Enfin moi je veux en finir, que ce travail se concrétise enfin, je me fixe
les congés de Noël pour terminer, je veux que mon travail soit prêt
et diffusé à la rentrée de janvier, inévitable donc
que cela envahisse mon temps libre, je vais essayer d'avancer pas mal ce week-end
à la maison.
Mais pour autant j'ai besoin de basculer par moments
dans mon autre monde, comme je le fais ce matin en écrivant ces lignes,
comme je l'ai fait hier en allant à la réunion de mon groupe de
l'Association pour l'Autobiographie.
En
sortant du bureau vers midi, je suis repassé à la maison, j'ai déjeuné
rapidement, je me suis changé, j'ai vidé ma sacoche des documents
professionnels, je l'ai remplie de ceux nécessaires à ma réunion
de l'après-midi. C'était assez jouissif de ressentir avec netteté
les étapes de ce basculement de ma personne professionnelle vers ma personne
privée, de mon temps contraint vers mon temps choisi. J'ai rejoint le RER
en traversant le Parc Montsouris. C'était agréable là aussi,
malgré le temps gris et humide, l'endroit est peu fréquenté
en ce début d'après-midi de semaine, quelques vieilles personnes
qui se promènent, quelques joggers mais si peu par rapport aux week-end,
pas d'enfants, le mouvement paisible des canards sur le petit lac, un grand calme,
je serai volontiers resté là un moment pour jouir de l'endroit,
du sentiment là encore d'être dans le sas entre ma vie professionnelle
avec ses contraintes et le temps de ma liberté. Mais il fallait me hâter
et filer vers la banlieue. Voilà, les stations défilent. Les quartiers
pavillonnaires remplacent les immeubles tassés, le tissu urbain se fait
plus lâche, les arbres plus présents. C'est un minuscule voyage mais
c'est un grand voyage dans ma tête et il est bienvenu.
Je me retrouve
chez notre hôtesse. Les autres sont déjà là, nous faisons
circuler entre nous les documents adressés au groupe, nous les commentons,
tout à l'heure chacun en remportera quelques uns chez soi pour les lire,
éventuellement pour en rédiger le commentaire. Des vies défilent.

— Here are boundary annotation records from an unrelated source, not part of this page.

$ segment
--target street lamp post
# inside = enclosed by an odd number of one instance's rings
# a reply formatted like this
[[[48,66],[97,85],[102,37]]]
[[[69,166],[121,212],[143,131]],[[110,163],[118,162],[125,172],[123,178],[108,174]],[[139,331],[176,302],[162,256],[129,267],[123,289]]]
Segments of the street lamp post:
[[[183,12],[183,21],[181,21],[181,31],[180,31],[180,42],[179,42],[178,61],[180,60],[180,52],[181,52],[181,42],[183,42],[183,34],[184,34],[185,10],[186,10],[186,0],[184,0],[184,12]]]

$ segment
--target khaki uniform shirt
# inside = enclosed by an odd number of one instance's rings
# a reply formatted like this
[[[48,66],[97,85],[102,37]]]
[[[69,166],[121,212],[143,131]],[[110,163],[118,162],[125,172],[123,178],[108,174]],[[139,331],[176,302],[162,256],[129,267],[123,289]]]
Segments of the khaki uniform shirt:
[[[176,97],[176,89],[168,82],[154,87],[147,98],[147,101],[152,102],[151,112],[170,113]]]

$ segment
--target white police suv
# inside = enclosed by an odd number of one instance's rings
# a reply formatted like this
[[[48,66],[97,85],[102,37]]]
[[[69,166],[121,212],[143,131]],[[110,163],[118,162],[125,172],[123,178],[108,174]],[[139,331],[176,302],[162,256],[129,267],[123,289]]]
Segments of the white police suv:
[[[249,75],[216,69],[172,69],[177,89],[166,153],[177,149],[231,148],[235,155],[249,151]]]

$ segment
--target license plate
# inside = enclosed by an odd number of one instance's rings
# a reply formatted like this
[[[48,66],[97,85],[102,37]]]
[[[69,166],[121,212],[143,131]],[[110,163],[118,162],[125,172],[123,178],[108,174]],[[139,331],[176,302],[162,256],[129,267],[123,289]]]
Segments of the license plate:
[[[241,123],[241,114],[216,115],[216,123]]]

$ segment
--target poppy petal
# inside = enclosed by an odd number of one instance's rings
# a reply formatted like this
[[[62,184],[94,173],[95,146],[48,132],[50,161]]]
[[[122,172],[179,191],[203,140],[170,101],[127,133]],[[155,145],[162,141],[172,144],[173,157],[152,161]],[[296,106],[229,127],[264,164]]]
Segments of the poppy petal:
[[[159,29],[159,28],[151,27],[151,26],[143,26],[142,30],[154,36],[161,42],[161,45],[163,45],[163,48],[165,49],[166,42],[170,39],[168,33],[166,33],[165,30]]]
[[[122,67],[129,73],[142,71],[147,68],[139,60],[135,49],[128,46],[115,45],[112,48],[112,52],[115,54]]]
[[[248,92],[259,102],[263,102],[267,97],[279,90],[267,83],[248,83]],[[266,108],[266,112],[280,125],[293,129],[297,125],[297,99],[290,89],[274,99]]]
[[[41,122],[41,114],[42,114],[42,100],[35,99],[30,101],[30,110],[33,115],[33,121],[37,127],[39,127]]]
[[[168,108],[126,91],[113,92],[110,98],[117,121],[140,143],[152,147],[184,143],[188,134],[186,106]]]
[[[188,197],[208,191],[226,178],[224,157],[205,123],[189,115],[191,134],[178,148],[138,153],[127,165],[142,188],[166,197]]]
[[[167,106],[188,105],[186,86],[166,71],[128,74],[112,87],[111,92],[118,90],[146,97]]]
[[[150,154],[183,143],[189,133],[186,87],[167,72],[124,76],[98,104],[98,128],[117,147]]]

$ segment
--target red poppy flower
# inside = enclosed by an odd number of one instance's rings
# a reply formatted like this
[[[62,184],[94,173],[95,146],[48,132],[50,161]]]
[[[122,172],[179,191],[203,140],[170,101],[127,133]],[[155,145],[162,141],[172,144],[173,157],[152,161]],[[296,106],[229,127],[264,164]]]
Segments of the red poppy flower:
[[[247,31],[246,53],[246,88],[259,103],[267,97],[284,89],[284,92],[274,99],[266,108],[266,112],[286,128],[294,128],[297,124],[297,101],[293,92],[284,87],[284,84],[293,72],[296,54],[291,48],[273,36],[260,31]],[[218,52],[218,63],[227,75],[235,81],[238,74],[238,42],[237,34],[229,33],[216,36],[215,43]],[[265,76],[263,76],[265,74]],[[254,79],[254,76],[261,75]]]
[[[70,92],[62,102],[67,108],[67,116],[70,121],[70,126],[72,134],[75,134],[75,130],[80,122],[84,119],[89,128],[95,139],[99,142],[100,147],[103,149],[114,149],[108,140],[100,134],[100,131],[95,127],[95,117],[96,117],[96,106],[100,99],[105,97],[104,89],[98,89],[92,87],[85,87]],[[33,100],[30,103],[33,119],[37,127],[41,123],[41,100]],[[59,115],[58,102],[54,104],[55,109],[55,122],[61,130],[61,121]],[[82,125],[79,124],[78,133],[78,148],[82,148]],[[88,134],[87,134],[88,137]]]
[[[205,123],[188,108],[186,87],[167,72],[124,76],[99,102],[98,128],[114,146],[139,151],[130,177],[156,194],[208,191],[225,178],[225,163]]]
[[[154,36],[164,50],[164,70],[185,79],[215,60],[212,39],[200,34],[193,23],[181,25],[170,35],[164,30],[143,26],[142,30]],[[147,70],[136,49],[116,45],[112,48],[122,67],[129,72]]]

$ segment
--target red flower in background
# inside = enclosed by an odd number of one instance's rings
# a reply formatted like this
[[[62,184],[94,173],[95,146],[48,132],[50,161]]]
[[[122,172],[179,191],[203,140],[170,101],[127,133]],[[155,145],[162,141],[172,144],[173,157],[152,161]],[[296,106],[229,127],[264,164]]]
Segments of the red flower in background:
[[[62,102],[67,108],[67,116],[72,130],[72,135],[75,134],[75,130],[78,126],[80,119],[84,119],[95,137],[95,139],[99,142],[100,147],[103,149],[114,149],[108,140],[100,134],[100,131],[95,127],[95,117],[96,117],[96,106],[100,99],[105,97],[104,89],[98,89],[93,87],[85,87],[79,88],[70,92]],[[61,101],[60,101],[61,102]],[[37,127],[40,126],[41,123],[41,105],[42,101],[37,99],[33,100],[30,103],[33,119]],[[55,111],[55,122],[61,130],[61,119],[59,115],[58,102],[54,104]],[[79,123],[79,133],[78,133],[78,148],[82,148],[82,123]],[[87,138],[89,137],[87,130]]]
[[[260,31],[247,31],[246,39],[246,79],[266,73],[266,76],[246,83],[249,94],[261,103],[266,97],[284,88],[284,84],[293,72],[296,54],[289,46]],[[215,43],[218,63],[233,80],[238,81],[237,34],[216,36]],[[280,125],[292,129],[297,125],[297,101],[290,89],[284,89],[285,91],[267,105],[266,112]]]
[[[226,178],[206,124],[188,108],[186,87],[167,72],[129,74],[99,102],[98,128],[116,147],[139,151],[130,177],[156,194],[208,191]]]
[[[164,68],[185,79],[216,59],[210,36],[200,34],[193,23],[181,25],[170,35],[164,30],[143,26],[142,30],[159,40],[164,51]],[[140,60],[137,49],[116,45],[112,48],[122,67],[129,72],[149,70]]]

J'ai embarqué les souvenirs d'une enfance pauvre dans un village de montagne
dans les années 20, une jeunesse dans une riche famille sépharade
en Algérie, un récit d'un artisan compagnon du Tour de France reconverti
dans le tourisme rural dans un hameau quasi reconstruit de ses mains
Une
infime parcelle du kaléidoscope de la vie. J'aime ça, cette variété
des expériences mais aussi des styles, des façons de se dire ou
de se dérober. Tout évidemment n'est pas intéressant, il
y a des personnages attachants et d'autres à qui le sont moins à
cause d'un ego boursouflé ou parce que des problèmes non maîtrisés
envahissent leur écriture au point de la rendre peu accessible. Exactement
d'ailleurs comme ce que l'on rencontre dans le diarisme en ligne. Mais se rajoutent
dans ces documents évoquant des temps révolus un apport historique
qui ne peut être présent dans les journaux en ligne expression du
présent.
Je reviens chez moi porté par cette promenade loin
de mon quotidien. Elle m'a fait du bien. Même si je retrouve en rentrant
ma difficulté à gérer tout ce que je dois/veux faire.
Allez,
c'est dit, je ne repense pas au boulot, au moins jusqu'à dimanche midi.